County Yes No Margin CMargin
1 Kern 117,584 73,781 43,803 43,803
2 Shasta 49,141 21,655 27,486 71,289
3 Placer 103,192 80,088 23,104 94,393
4 Tulare 63,680 40,640 23,040 117,433
5 El Dorado 58,062 39,743 18,319 135,752
6 Stanislaus 81,456 68,085 13,371 149,123
7 Tehama 15,958 6,186 9,772 158,895
8 Madera 25,638 16,233 9,405 168,300
9 Sutter 20,216 11,484 8,732 177,032
10 Kings 19,710 11,242 8,468 185,500
11 Riverside 362,958 355,630 7,328 192,828
12 Fresno 130,580 123,433 7,147 199,975
13 Yuba 14,839 7,784 7,055 207,030
14 Butte 42,703 35,707 6,996 214,026
15 Lassen 8,532 1,600 6,932 220,958
16 Calaveras 14,559 8,018 6,541 227,499
17 Tuolumne 15,832 9,850 5,982 233,481
18 Amador 12,895 6,957 5,938 239,419
19 Siskiyou 11,282 6,951 4,331 243,750
20 Glenn 6,317 2,479 3,838 247,588
21 Merced 29,926 27,517 2,409 249,997
22 Plumas 5,106 3,008 2,098 252,095
23 Mariposa 5,375 3,376 1,999 254,094
24 Colusa 3,977 1,996 1,981 256,075
25 Modoc 2,508 706 1,802 257,877
26 Del Norte 5,137 3,454 1,683 259,560
27 Inyo 4,128 3,496 632 260,192
28 Trinity 2,699 2,106 593 260,785
29 Sierra 1,064 616 448 261,233
30 Alpine 218 340 -122 261,111
31 Mono 2,186 2,719 -533 260,578
32 Lake 3,728 5,605 -1,877 258,701
33 San Bernardino 282,659 285,596 -2,937 255,764
34 San Benito 9,181 12,595 -3,414 252,350
35 Nevada 25,273 29,702 -4,429 247,921
36 Imperial 12,193 18,210 -6,017 241,904
37 Mendocino 11,870 21,852 -9,982 231,922
38 San Luis Obispo 47,882 59,364 -11,482 220,440
39 Humboldt 15,442 28,810 -13,368 207,072
40 San Joaquin 79,097 94,109 -15,012 192,060
41 Napa 17,747 37,134 -19,387 172,673
42 Yolo 24,273 51,405 -27,132 145,541
43 Santa Barbara 57,355 92,905 -35,550 109,991
44 Orange 547,685 586,457 -38,772 71,219
45 Solano 58,277 97,839 -39,562 31,657
46 Monterey 38,169 80,664 -42,495 -10,838
47 Ventura 136,389 182,158 -45,769 -56,607
48 Santa Cruz 24,188 86,669 -62,481 -119,088
49 Marin 22,701 105,508 -82,807 -201,895
50 Sonoma 45,443 142,866 -97,423 -299,318
51 Sacramento 218,432 327,482 -109,050 -408,368
52 San Mateo 64,250 226,891 -162,641 -571,009
53 San Diego 502,226 671,379 -169,153 -740,162
54 Contra Costa 128,259 321,242 -192,983 -933,145
55 San Francisco 47,053 292,180 -245,127 -1,178,272
56 Santa Clara 166,827 468,486 -301,659 -1,479,931
57 Alameda 108,081 465,901 -357,820 -1,837,751
58 Los Angeles 853,398 2,072,346 -1,218,948 -3,056,699

Each county’s CMargin column is the cumulative margin from the top of the list. By ordering them this way, the Yes margin gets nibbled away as slowly as possible as you move down the list. As you can see, if the Chronicle had ordered the counties this way, they could’ve written an article with the headline “If California was made up of just these 45 counties, Gavin Newsom would have been recalled.”
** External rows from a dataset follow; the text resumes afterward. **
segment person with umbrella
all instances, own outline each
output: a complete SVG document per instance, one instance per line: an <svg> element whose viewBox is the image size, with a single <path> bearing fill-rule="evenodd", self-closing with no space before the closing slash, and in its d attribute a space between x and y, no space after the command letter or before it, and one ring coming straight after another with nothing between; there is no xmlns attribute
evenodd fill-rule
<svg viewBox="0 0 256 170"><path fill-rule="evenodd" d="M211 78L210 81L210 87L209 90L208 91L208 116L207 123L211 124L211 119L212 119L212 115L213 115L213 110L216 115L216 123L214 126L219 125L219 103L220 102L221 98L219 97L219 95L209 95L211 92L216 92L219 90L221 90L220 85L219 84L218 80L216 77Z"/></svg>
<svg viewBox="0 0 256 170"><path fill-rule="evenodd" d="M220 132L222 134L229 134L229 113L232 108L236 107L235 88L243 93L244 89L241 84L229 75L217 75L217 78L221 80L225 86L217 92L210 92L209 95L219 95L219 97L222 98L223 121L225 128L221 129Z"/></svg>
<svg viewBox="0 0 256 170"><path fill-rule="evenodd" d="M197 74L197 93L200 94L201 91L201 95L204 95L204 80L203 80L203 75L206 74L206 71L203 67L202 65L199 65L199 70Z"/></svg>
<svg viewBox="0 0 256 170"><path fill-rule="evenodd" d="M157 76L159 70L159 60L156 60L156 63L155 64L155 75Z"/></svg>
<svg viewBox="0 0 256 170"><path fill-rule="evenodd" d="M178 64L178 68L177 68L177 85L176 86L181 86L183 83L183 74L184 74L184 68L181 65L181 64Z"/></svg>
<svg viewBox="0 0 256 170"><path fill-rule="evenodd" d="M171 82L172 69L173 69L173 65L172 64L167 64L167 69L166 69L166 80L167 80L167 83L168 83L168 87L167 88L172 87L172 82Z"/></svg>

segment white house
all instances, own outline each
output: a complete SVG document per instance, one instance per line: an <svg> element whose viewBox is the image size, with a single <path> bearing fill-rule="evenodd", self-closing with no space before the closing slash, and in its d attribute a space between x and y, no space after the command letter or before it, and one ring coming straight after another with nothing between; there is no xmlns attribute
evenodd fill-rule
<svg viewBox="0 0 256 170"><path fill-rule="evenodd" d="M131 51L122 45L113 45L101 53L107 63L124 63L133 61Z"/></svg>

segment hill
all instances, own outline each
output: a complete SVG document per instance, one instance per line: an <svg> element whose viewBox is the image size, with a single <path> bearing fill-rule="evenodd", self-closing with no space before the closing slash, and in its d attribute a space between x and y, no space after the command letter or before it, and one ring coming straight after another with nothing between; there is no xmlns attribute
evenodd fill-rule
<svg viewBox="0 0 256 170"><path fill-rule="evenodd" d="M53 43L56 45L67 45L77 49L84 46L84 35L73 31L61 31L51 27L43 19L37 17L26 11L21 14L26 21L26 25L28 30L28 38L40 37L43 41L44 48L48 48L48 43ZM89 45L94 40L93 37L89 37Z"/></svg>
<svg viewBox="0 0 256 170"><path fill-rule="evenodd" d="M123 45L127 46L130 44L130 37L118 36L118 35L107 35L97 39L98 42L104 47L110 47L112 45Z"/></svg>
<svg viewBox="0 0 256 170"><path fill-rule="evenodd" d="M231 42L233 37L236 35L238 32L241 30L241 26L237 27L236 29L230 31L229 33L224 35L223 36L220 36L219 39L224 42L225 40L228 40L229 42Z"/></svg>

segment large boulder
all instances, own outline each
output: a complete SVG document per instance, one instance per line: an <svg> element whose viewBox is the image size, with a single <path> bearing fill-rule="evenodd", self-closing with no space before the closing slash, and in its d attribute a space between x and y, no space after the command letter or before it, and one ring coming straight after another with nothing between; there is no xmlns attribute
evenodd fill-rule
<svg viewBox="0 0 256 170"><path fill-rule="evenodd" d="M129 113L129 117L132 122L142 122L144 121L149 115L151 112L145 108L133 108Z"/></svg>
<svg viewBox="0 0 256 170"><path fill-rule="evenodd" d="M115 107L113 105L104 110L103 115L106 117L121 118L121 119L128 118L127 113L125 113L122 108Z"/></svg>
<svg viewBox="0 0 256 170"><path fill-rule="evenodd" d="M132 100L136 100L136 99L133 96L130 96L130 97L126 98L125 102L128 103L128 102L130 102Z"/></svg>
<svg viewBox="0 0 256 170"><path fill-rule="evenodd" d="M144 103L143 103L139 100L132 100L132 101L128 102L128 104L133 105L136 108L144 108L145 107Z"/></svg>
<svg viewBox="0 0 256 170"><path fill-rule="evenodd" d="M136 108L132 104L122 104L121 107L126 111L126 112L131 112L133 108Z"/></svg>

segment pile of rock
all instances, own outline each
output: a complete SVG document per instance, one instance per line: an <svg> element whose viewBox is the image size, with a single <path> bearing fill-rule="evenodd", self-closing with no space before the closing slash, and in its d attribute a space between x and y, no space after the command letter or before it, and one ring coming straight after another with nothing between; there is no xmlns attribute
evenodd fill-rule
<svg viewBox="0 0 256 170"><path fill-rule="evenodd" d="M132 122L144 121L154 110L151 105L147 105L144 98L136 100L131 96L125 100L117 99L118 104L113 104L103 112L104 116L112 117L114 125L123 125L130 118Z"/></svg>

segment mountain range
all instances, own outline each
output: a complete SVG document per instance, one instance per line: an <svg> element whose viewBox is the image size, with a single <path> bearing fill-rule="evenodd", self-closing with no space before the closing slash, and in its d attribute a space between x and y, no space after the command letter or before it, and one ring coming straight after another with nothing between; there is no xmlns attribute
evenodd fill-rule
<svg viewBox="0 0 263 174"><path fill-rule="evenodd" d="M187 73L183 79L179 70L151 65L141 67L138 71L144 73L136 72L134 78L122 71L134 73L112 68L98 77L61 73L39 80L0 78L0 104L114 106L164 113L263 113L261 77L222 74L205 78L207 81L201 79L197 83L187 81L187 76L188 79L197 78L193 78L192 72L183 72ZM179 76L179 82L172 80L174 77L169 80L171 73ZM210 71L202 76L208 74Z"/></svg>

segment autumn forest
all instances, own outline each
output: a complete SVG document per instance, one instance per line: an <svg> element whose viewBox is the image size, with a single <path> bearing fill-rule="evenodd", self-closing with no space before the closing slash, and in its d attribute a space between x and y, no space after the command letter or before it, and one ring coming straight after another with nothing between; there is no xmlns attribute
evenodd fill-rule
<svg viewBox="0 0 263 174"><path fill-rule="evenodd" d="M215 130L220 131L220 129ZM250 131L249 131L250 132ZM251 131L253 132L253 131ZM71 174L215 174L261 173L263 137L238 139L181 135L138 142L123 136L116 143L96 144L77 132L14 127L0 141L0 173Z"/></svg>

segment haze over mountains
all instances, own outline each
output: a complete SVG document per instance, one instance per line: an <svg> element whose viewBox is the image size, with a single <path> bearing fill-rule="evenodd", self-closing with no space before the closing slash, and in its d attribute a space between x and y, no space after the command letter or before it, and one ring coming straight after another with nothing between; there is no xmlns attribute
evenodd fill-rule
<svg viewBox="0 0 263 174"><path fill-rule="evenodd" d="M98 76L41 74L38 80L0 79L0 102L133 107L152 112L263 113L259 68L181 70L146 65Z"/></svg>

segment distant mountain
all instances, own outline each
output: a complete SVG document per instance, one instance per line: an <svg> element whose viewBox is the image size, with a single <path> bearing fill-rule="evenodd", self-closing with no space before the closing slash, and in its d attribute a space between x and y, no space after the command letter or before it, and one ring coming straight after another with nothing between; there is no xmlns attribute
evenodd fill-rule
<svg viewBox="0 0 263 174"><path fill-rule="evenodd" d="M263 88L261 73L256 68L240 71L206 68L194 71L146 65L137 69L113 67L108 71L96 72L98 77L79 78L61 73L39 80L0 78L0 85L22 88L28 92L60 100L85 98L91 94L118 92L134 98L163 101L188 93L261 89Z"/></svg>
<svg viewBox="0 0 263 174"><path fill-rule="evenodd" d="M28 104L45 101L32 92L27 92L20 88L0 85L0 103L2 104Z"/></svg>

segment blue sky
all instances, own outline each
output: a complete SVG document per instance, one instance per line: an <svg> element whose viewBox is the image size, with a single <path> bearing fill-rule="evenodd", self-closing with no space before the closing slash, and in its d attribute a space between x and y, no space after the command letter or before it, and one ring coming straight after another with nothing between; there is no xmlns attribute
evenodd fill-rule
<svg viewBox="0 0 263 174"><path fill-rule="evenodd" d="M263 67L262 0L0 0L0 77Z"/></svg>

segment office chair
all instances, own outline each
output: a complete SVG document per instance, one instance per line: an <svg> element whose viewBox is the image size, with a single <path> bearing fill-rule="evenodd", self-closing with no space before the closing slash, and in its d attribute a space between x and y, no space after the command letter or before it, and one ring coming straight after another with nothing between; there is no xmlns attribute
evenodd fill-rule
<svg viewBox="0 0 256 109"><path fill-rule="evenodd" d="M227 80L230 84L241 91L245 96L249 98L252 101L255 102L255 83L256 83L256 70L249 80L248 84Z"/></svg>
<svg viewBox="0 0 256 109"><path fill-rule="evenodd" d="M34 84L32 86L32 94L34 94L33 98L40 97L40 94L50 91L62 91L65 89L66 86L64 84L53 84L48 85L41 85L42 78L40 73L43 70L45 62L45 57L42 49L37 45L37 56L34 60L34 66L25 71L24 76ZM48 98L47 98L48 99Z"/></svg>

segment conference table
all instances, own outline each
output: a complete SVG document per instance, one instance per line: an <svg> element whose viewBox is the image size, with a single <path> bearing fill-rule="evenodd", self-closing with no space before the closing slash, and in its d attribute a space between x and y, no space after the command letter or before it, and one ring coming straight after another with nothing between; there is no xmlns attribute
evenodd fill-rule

And we still wouldn’t be any smarter.


  1. And yes, they’re tinted green, another example of changing the meaning of colors mid-article. 

  2. How long would it take to check all 8.8 quadrillion combinations by brute force? I don’t know, but it’s likely to be hundreds of years, and I didn’t feel like waiting that long.